20000-29999 - Executive Varnish: Executive Corporate Passenger Cars - Office Car Special (OCS)
30000-31999 - Hoppers: 165ton coal buckets purchased for fuel service. Now used in unit coal trains for powerplants
33000-34999 - Hoppers: Rebuilt 70ton hoppers for 100ton aggregate service
35000-36999 - Hoppers: Centerflow Covered hoppers: 3-bay
37000-38999 - Hoppers: Centerflow Covered hoppers: 4-bay
40000-40999 - Boxcars: 40-foot, heavy-service. (For products that normal “load-out” before “weighing-out”.)
42000-42999 - Boxcars: 50-foot general service fleet
44000-45999 - Boxcars: 53-foot plug-door general service
46000-46999 - Boxcars: 60-foot Cushion-Underframe general service
48000-49999 - Boxcars: Mixed-Classes of Mechanical Refrigerator Cars
50000-50999 - Tankcars: Antique 10,000g tanks. Fully HAZMAT certified & FRA crash-spec compliant rebuilds
51000-51999 - Tankcars: “Beer-Can”, HAZMAT Certified
52000-52999 - Tankcars: “Beer-Can” Food Service
53000-53999 - Tankcars: 42-foot Modern Tanks, TIH/PIH
54000-54999 - Tankcars: 42-foot Modern Tanks, General Service
55000-55999 - Tankcars: 42-foot, 36,000gal. Water-Service (forward-looking freight contracts for H2O-cracking plants)

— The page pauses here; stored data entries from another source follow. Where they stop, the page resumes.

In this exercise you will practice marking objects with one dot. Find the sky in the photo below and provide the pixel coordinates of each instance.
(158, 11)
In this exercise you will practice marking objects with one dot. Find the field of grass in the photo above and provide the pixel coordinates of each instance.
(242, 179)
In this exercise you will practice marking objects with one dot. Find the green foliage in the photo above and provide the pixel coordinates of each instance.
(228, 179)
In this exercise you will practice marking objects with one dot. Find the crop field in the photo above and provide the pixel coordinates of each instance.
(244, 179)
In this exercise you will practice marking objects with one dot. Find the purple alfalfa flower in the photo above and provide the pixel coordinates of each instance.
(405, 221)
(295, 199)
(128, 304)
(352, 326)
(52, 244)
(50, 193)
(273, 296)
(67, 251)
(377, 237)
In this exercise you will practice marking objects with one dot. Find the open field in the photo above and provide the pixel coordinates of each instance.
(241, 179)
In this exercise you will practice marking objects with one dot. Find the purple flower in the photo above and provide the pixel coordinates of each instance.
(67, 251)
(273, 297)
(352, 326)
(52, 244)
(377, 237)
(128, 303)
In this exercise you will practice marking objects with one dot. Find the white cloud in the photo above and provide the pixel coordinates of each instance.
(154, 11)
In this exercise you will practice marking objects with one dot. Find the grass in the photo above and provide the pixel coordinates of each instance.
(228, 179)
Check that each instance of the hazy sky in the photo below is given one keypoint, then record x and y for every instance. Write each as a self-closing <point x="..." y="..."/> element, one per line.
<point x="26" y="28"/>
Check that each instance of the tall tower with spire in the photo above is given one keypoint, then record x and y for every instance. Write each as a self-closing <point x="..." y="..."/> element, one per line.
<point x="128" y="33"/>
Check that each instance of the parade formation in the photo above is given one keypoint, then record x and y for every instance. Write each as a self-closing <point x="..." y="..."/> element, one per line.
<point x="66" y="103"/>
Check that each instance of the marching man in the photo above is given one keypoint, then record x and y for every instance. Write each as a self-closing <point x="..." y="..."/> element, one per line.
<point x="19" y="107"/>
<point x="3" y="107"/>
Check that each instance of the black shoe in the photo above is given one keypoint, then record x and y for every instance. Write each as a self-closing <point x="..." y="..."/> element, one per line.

56000-56999 - Tankcars: 50-foot Non-pressurized
57000-57999 - Tankcars: 50-foot Ethanol Unit trains
59000-59999 - Tankcars: Liquefied Petroleum Gas (LPG) tank cars
60000-69999 - UNUSED
70000-79999 - Flat cars: Flats & Bulkhead fleet - Various classes in number range
80000-89999 - Intermodal: Flat, double-stack wells, general service articulated spines & RoadRailers
90000-99999 - Non-Revenue: Snow plows, jets & blowers, cranes, MoW equipment: tie-inserters, tampers, ballast regulators, etc

Initials used by the Freedom Central Corporation (FCCorp.US):
ARA - Arcade & Attica Railroad - The railroad portions of the excursion services. Used on select cars shipped nationally for advertising
ARAX - A&A Steam Excursion Services - SES operates the fleet of heritage steam engines as well as the “Core” tourist operations.
BEA - Buffalo & East Aurora - Commuter Operations between Buffalo & Olean using gas-turbine-electric rebuild RDCs
EBT - East Broad Top - You know what this is!
FCR - Freedom Central - Mainline Freight Operations
GAP - Gallitzin, Allegheny & Portage - Steam excursion Services in Conjunction with Railroaders’ Memorial Museum
MIDH - Middletown & Hershey - Terminal Switching Services
MSV - Morrisville Road - Terminal Switching Services
RWR - Roanoke Western Railway - Coal Feeder branch

  • I THINK I thought of everything to share. EcoSlug™, GoldSpike™ & MUv2™ are several technologies I’ve developed for my road since it operates in 2032. EcoSlug™ uses computer control to throttle up ONE primemover at a time, using it to produce power for all units in a consist, and bringing additional engines online as needed.